Both Helquist and Mirkarimi identified the Fell Street Arco Station, where long queues of cars that spill out onto the street and block the bike lane, and the new Falletti Foods market, which has encouraged dangerous turns into its parking lot, as especially hazardous situations that need to be addressed immediately. The latest concern, though, is the installation of new freeway-style overhead information signs on both Fell and Oak, which are part of the SFgo traffic-management program. The signs are intended to give drivers information like garage parking availability and congestion-causing events to avoid.

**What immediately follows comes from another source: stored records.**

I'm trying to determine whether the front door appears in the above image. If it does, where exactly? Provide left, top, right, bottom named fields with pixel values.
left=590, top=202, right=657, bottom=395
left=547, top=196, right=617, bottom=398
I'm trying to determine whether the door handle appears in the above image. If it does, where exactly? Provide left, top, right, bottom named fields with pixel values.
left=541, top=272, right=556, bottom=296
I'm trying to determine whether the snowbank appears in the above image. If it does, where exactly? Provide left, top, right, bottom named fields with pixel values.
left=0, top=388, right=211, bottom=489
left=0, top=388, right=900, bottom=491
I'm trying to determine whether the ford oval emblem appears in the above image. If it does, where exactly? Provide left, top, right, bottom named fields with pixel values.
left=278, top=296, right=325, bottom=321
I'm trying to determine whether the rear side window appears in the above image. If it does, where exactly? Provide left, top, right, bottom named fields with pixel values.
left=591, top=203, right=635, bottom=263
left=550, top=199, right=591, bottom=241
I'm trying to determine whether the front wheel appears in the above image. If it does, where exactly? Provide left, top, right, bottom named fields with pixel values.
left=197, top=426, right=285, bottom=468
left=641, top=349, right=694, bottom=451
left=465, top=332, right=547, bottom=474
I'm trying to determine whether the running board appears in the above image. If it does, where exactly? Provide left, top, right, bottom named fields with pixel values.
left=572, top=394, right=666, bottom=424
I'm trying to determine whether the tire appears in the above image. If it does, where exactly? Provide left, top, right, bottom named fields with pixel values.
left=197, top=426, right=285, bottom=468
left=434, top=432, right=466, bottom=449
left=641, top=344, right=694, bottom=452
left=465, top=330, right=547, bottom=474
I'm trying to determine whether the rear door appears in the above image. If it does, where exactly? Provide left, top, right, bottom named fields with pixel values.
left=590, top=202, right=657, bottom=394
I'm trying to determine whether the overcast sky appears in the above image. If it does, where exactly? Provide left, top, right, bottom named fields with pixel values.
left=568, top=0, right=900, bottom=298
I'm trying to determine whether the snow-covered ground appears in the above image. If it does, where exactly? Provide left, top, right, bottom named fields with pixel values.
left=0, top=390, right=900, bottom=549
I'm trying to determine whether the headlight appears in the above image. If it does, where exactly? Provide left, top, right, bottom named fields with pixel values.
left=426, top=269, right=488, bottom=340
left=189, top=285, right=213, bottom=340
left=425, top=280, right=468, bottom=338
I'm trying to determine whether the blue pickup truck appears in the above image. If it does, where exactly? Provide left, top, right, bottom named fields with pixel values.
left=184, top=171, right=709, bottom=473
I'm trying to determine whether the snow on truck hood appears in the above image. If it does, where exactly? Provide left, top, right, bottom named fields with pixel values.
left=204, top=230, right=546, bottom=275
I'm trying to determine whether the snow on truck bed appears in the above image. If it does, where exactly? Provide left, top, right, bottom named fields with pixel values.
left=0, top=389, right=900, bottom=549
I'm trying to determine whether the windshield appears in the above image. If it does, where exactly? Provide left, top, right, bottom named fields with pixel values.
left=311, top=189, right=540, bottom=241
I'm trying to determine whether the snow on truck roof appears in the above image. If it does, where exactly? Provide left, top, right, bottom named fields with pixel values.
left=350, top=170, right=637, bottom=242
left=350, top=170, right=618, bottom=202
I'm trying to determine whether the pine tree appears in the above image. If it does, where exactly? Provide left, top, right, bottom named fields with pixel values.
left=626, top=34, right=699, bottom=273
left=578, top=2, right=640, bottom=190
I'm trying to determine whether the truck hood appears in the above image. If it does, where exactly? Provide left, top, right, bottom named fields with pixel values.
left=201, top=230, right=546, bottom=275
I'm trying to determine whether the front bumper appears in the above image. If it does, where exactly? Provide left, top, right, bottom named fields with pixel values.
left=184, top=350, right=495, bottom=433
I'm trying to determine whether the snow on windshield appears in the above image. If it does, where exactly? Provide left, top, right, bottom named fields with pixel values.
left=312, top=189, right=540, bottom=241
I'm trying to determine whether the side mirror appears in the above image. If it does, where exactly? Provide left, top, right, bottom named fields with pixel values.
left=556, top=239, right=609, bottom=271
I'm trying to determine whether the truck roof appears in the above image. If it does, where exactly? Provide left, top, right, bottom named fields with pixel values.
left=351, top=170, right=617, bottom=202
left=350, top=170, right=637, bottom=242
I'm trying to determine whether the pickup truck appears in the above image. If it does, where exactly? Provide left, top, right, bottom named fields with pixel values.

Blog+pics+054-1_1.jpgInfrastructure for new SFgo signs over Fell Street. Photo: Michael Helquist/BIKE NOPA

"Once the neighbors noticed these new SFgo signposts on Oak and Fell," Helquist said,
"they wanted to find out what was going on, since we hadn't been adequately notified ahead of time." Kevin Rafter, the president of the North of Panhandle Neighborhood Association (NOPNA), contacted Cheryl Liu, the program manager for SFgo, and arranged for the MTA to send a speaker to NOPNA's meeting tonight.

"The intent is, one, to get information from SFgo," said Helquist, "but also, finally, for them to get some input from the neighborhood about what these are. We're really hoping the presentation that they give will last about five minutes, and then they will address either some of the questions that I listed on my blog, and certainly questions from the neighborhood."

Mirkarimi said there is some support from neighborhood organizations for the Fell Street sign, but he has yet to hear a strong argument for the signs on Oak Street.

"To be honest with you, I'm not sold [that SFgo signs are] needed both on Fell and Oak," said Mirkarimi. "Some make a better or stronger case for Fell, but nobody's made a good case to me on Oak at all."

Walk SF's Manish Champsee said the SFgo program is moving in the opposite direction of state-of-the-art traffic calming techniques. "Cities are moving away from that whole idea of giving people information and giving them a false sense of security," said Champsee. "Traffic calming is going in the direction of let's give people a sense of danger," so they pay greater attention to their surroundings.

The meeting tonight will give neighbors a chance to discuss the SFgo program with its staff. In addition, Judson True, a spokesperson for the MTA, said the agency is open to hearing ideas from the community about the full range ideas for improving conditions on Oak and Fell. "We're always open to talk to any neighbors about ideas to improve our streets," said True, who cited numerous changes the MTA has already made. In addition to retiming the signals to slow traffic, said True, "We've reduced green light time overall, installed newer pedestrian countdown signals on the street, improved visibility of signs and added more speed limit signs."

True added: "We would be open to conversation about other ideas. We'd be open to bulb-outs."

The Alamo Square Neighborhood Association's Smithwick said neighbors have fought hard for all of those changes. It's a fight for every single bit of accommodation to safety and pedestrian equal access," said Smithwick. "It's a struggle, and it has been for the twenty years that I've been involved in this, all along the way."

Supervisor Mirkarimi echoed that sentiment. Converting Fell and Oak back to two-ways
"would be fantastic," said Mirkarimi, "but at the very minimum, in the areas that also intersect Fell and Oak, like Masonic, that's exactly what we're trying to aim towards, is significant traffic calming, and I think the MTA has yet to produce any substantive answers."

The fundamental message for the city," said Helquist, "for DPT and MTA and SFgo, is that congestion is not the problem. Speed is."

The SFgo presentation at the North of Panhandle Neighborhood Association meeting will be held tonight from 7-9pm at Poleng Lounge, 1751 Fulton Street.